Dans un entretien à l’agence de presse chinoise Xinhua, le secrétaire général de l’Organisation des pays exportateurs de pétrole (OPEP), Haitham Al-Ghais, a indiqué que le cartel était « très confiant dans l’économie chinoise ». « La Chine va se remettre », a-t-il souligné. « Nos prévisions initiales pour cette année montrent qu’il y a de l’espoir quant au niveau de la demande, en particulier avec la réouverture de la Chine, a ajouté le responsable, en marge du Forum économique (WEF) de Davos. La reprise de l’économie chinoise est par conséquent l’augmentation de la demande chinoise en or noir changerai en effet la donne. 

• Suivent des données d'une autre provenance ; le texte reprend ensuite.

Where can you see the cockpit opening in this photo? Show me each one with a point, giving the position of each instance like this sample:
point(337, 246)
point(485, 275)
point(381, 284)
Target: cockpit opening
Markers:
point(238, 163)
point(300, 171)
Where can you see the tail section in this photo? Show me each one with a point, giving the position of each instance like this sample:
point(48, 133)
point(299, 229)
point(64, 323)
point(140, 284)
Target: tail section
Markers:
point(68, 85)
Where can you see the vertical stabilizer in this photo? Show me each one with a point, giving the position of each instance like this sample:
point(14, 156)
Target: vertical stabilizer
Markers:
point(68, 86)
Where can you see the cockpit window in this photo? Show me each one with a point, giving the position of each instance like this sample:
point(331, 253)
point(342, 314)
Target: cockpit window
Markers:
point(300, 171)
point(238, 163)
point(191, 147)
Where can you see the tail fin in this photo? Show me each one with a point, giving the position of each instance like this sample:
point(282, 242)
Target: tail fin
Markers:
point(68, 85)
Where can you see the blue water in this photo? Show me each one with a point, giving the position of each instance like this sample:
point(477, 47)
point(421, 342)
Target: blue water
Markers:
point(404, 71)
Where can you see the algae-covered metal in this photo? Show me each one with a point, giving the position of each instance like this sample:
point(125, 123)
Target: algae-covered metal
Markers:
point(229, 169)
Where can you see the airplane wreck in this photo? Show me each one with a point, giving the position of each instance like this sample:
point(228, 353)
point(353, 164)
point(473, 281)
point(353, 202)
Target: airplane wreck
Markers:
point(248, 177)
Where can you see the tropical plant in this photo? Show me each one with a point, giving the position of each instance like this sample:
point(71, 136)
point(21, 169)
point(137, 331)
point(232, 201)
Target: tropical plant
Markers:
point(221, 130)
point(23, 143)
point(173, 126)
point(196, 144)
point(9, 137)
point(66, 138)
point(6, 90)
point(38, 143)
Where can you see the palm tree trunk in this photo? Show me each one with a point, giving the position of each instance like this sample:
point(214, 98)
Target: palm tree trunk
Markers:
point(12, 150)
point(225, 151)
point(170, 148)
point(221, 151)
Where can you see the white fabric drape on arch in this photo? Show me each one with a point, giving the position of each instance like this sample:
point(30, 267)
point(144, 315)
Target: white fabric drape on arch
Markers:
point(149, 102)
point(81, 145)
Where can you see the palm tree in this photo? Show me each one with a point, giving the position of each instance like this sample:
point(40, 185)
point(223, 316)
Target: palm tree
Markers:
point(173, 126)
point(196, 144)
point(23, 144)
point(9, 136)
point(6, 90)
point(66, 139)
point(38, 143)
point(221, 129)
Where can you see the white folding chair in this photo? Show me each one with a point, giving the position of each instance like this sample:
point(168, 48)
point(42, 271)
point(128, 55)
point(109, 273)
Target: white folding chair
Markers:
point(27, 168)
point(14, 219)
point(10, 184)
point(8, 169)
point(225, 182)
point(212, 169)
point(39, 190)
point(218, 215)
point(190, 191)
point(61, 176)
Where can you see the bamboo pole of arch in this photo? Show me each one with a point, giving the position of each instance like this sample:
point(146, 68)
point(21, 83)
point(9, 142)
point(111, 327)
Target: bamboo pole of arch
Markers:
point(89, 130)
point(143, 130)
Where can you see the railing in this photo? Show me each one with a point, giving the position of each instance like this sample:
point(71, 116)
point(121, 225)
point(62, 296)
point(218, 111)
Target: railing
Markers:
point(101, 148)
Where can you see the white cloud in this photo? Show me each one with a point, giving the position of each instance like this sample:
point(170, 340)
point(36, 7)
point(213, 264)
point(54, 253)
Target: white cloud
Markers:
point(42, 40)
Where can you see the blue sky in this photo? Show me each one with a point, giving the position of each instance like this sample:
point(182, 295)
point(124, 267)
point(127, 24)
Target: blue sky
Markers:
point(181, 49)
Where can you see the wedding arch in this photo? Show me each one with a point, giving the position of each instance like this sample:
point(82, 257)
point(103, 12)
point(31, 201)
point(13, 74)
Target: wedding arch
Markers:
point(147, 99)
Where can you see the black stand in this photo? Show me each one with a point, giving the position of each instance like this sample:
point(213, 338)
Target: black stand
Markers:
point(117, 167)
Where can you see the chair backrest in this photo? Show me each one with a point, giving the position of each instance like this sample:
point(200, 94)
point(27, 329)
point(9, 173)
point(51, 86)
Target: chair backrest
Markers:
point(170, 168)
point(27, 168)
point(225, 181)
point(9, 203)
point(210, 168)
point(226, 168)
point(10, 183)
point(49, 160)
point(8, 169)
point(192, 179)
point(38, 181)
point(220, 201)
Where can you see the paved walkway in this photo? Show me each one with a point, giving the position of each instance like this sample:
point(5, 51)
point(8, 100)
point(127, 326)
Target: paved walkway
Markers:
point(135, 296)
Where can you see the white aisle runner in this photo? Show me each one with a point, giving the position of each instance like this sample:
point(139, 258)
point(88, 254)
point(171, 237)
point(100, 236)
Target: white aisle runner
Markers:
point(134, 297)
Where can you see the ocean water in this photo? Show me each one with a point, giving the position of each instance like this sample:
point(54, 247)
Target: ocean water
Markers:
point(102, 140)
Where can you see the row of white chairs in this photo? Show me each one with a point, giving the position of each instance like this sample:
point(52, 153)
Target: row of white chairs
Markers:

L’Agence internationale de l’énergie a d’ailleurs révisé en hausse son estimation de demande moyenne pour 2023, à 101,7 millions de barils par jour, contre 101,6 précédemment, un niveau record. L’AIE a attribué la moitié de la progression attendue par rapport à l’an dernier à la Chine. « L’AIE s’attend à ce que la demande soit modérée sur les trois premiers mois de l’année. Il pourrait y avoir un renforcement, mais ce ne sera pas avant avril, au mieux », selon Robert Yawger, de Mizhuo. Malgré ces réserves, les experts poussent le WTI et le Brent au-delà de 80 et de 85 dollars.

La banque d’affaires Goldman Sachs a de son côté affirmé qu’une croissance solide de la demande pourrait faire passer les prix du pétrole au-dessus de 100 dollars en 2023, au moment où certains émettent des perspectives plus prudentes. Des données économiques décevantes aux États-Unis et l’engagement des banques centrales à resserrer leur politique alimentent les craintes de récession et incitent les investisseurs à éviter les actifs risqués.

S’agissant du prix du gaz, il continu son repli.  Le Title Transfer Facility (TTF) néerlandais, contrat à terme de référence sur la Bourse de l’énergie d’Amsterdam cédant 1,61% à 60,72 euros le mégawattheure (MWh). En dépit d’une progression par rapport au plus bas depuis septembre 2021 de 51,40 euros le MWh atteint mercredi, le TTF affichait vendredi matin un repli hebdomadaire de 9,1% et de 42,55% sur un mois. En l’espace d’un an, il a fléchi de 19,26%.